Eaton to acquire The Moeller Group and Phoenixtec Power Company free RSS news feed from the Electrical News Portal

Eaton Corporation has announced plans for two electrical acquisitions, one in Europe and one in Asia Pacific, which will significantly increase the capabilities, size, and geographic breadth of Eaton’s electrical business. The acquisitions’ combined estimated sales for the year ending December 31, 2007 are approximately $2.0 billion.

The European acquisition is of The Moeller Group, a leading supplier of components for commercial and residential building applications, and industrial controls for industrial equipment applications. The company sells products primarily to customers in Western and Eastern Europe and in Asia Pacific. The agreed purchase price is €1.55 billion (US $2.23 billion). The transaction, expected to close in the first quarter of 2008, is subject to regulatory approvals and other customary closing conditions.

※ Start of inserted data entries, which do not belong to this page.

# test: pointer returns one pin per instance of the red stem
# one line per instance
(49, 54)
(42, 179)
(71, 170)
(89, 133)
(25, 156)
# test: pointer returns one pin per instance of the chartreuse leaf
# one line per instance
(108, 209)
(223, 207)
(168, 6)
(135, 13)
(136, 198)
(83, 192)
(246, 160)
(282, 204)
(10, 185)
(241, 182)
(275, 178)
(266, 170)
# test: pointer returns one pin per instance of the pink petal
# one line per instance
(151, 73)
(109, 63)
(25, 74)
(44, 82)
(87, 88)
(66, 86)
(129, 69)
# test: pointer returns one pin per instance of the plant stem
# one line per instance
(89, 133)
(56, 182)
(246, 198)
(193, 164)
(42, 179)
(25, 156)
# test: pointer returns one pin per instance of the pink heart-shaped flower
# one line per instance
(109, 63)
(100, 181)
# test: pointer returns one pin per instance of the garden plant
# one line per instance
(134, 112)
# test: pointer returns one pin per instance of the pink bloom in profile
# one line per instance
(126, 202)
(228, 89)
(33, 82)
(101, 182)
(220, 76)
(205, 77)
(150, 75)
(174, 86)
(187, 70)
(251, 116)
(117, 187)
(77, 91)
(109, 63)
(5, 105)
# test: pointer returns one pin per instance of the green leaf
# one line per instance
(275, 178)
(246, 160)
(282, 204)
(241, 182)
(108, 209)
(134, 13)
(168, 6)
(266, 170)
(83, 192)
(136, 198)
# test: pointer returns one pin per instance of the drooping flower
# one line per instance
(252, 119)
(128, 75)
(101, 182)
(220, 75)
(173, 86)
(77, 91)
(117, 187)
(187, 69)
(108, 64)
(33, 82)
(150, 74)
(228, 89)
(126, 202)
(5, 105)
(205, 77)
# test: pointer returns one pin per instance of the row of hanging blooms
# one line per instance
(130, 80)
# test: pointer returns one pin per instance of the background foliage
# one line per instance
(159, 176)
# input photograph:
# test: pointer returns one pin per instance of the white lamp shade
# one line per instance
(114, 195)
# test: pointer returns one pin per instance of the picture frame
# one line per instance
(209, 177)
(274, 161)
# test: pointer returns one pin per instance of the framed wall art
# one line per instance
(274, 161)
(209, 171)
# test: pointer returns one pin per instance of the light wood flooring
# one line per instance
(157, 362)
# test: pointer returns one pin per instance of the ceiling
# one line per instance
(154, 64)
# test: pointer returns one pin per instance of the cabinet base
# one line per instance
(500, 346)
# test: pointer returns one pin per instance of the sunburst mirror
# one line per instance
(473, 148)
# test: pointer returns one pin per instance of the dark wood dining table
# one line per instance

Based in Bonn, Germany, The Moeller Group has estimated sales of €1.02 billion (US $1.47 billion) and EBITDA of €170 million (US $245 million) for the 12 months ending December 31, 2007. The company has 15 global production facilities, sales offices in more than 90 countries, and approximately 8,700 employees.

Eaton also announced a tender offer today for all the shares of Phoenixtec Power Company Ltd., a company listed on the Taiwan Stock Exchange, which will be launched on December 21. Phoenixtec manufactures single- and three-phase uninterruptible power supply (UPS) systems that are sold globally. Phoenixtec has leading positions in UPS markets particularly in China, Southeast Asia, and Eastern Europe.

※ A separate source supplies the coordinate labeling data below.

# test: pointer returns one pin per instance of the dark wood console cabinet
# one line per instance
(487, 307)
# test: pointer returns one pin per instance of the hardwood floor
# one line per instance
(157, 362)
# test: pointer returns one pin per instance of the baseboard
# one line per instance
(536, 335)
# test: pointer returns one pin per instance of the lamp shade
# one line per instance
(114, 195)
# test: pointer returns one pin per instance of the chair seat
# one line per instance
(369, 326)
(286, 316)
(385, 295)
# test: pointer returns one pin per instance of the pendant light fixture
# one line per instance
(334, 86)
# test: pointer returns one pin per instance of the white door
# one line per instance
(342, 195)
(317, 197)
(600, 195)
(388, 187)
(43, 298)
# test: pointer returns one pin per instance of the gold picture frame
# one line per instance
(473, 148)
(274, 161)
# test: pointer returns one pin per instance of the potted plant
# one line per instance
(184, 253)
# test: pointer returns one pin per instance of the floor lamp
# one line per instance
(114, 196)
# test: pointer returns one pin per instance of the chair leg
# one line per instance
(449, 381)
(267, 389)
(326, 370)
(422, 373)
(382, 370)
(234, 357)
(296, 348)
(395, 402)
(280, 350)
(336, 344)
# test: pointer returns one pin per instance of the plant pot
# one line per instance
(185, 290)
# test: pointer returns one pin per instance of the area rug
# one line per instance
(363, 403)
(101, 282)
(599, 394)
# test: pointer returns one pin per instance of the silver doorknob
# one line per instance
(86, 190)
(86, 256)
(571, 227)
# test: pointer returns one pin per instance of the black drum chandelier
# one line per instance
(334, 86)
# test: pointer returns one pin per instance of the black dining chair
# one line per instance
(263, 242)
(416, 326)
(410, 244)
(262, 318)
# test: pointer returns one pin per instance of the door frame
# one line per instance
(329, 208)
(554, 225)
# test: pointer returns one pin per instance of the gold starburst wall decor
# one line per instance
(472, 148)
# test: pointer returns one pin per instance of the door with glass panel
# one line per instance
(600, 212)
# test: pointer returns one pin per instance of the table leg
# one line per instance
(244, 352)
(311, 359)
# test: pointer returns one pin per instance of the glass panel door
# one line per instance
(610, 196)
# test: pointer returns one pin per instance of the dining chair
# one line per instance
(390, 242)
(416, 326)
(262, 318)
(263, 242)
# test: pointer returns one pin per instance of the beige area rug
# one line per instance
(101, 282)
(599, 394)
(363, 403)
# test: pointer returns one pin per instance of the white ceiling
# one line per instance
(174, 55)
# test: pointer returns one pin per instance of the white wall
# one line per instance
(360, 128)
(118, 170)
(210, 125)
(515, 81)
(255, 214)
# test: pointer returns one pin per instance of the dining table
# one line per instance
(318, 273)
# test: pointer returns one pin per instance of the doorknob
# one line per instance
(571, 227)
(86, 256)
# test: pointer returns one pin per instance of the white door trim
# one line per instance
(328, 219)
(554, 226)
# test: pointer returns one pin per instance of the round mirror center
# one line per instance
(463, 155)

Eaton’s offer price is NT $50 per share (US $1.54 per share). Assuming 100 percent of Phoenixtec outstanding shares are purchased, the net purchase price would be US $565 million.

The chairman of Phoenixtec and company board members have entered into agreements to tender shares representing 25 percent of Phoenixtec’s shares to Eaton in this transaction. The offer remains subject to regulatory approvals and customary closing conditions, including the condition that a minimum of 51 percent of shares must be tendered to Eaton.

The estimated 2007 sales of Phoenixtec Power Company Ltd. are NT $16.1 billion (US $495 million) and the estimated 2007 EBITDA is NT $1.7 billion (US $52 million). Based in Taipei, Taiwan, the company has manufacturing facilities in China and Taiwan, and employs approximately 5,800 people.

“These two transactions further establish Eaton as a leading global supplier of electrical power distribution and control products as well as power quality equipment and systems,” said Alexander M. Cutler, Eaton chairman and chief executive officer. “Once these acquisitions close, our Electrical business will have annual revenues in excess of $7.5 billion. Further, Eaton’s mix of international revenues, based on final destination of our products, will be between 55 to 60 percent.

“These actions clearly underscore Eaton’s success in expanding our Electrical business globally,” said Cutler. “The Moeller Group’s broad portfolio of power distribution and control products that meet International Electrotechnical Commission (IEC) standards, along with its strong distribution network in both Western and Eastern Europe and its large-scale production facilities in several Eastern European countries, will significantly expand our competitiveness in electrical markets outside the United States.

“We are equally excited about the acquisition of Phoenixtec,” said Cutler. “The company’s leadership position in the China and Taiwan power quality markets provides us a strong foundation to sell our entire range of power quality products. In addition, the company’s engineering capabilities and its manufacturing facilities in Taiwan and China provide us the products, technical knowledge, and competitive manufacturing footprint to greatly expand our global power quality business.”

Cutler added, "We expect these acquisitions to be neutral to our operating earnings per share in 2008, and accretive by $.25 to $.35 per share in 2009. Our outlook in 2008 for Eaton overall, inclusive of these acquisitions, is for revenues to grow 25 percent and operating earnings per share to grow between 15 percent to 20 percent.

“We intend to finance the acquisitions with a mixture of cash, debt and equity,” said Cutler. “Our intent is to manage the long-term debt and equity issuances in a manner to maintain our current “A” long-term debt credit rating.”